#


「お!お前、さっきの島から入ってきたんだろ?こっち来いよ!一緒に話そうぜ」
「そういや名前すら聞いてねえな。お前、なんていう奴なんだ?」


ちょっと気後れしながらも部屋を出て外に出たと思った、ら。
緑と白のストライプのシャツを着た太っちょの男の人と、やけに鼻の長いドレッドヘアの男の人に声をかけられた。他にも何人かが座り込んでいて手招きされる。


「な、なにしてるの」
「何って見りゃわかるだろ。」
「………駄弁ってるようにしか」
「その通りだ!」


口の端をにやりと引き上げて、彼らは頷いた。
そんなに堂々と言うことでもないと思いながら、私は彼らの方へ足を進める。顔と名前くらいは覚えないとなあ、なんて


「そんな威張って言うことではないと思うわ」
「まあそうかもしれないが、わざわざつまらなそうに言うことでもないだろ?」


そうかもしれないけどと呟くと、まあ座れと返された。その顔に浮かんでいたのはただの好奇心。新入りについてちょっぴり気になる、といった様子だろうか。
私はそれに逆らわず、彼らの輪に加わった。


「で、名前は?」
「武器は?」
「えっ、戦闘員なのか? 俺ァてっきり戦えねェとばかり…」
「いや俺は見たぜ。1番最初、でっけえ木の上から銃でお頭を狙ってたよな?」
「おっ、銃か!いいねえ、今度腕前を見せてもらいてェなあ」


勝手にがやがやと話し出して、喋る隙が見つからない。
そのうち人が集まってきて、最初は5人くらいだったのが、少し経つと20人近くの大所帯へと変わっていた。
それぞれが勝手に喋って勝手に騒いでいて、隣の人の声も聴こえないくらい。


「お!なんだお前等、なに騒いでんだ?」
「お頭!」
「あ、。お前もうこいつらと馴染んでンのか。今日の夕飯ンときにでも紹介するつもりだったが、手間が省けたな」


甲板でがやがやと騒がしかったためか、船の中でも1番高い位置の部屋である、船長室から赤髪が顔を出した。そしてそのまま柵を乗り越えて、飛び降りてきた。
いつも被っている帽子が飛んでいきそうになったけれど、赤髪は危なげなく右手で押さえて着地した。
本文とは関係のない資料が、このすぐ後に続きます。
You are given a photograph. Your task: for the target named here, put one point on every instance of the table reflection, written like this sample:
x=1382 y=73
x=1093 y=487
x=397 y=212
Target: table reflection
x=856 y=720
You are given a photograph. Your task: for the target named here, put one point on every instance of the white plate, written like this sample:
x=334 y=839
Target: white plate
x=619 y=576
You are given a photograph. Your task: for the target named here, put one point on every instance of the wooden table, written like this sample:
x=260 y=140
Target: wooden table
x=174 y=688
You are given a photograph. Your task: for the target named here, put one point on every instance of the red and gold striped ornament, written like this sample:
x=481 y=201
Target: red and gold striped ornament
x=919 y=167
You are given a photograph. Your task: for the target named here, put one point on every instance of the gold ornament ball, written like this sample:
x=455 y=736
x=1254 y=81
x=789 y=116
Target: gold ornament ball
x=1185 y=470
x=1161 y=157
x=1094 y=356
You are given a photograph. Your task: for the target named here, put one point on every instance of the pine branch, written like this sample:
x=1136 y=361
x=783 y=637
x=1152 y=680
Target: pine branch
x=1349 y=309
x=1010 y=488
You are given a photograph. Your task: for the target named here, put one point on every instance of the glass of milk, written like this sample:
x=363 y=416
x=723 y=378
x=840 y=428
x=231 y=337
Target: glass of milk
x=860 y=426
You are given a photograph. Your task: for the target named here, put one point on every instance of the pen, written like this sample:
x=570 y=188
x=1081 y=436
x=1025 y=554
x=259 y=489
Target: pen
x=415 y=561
「俺が世界中回って集めた仲間だ。まァ見てのとおりバカばっかりだが楽しい奴等だ。お前もきっと気に入るぞ」
「ぶはっはっは違いねェ!」
「お頭ァ、バカはひでェっすよ!」
「あァ?実際バカばっかじゃねーか」


騒がしい笑いと言い合いが目の前で繰り返される。
考えたことも無かった。私がこんな場所にいるなんて。夢に見ることすら拒んでいた。私が誰かに、無条件に受け入れられる日がくるなんて。

しばらく唖然としていたけれど、次第にこみあげてきたのは、笑い。何年ぶりかの笑い。押さえるのなんて初めてだ。どうしよう止まらない。


「ふ、っ」


くつくつとこみ上げてくる笑いを隠すこともできず、思わず声に出た。これだけ周りが騒がしければだれも気にしないだろう。

笑ったり話したり呆れたり、その日はとにかく騒がしい日だった。
こんなにたくさんの人に囲まれたことなんてなかった。解いたことのなかった警戒が、必要ないと感じてしまった。
たくさんの人の中心で笑う赤髪に、頼ってもいいと思ってしまった。


おいしい食事に楽しい会話。
初めてづくしの一日に興奮は冷めず、みんなが寝静まった夜、一人でぼんやり月を見上げた。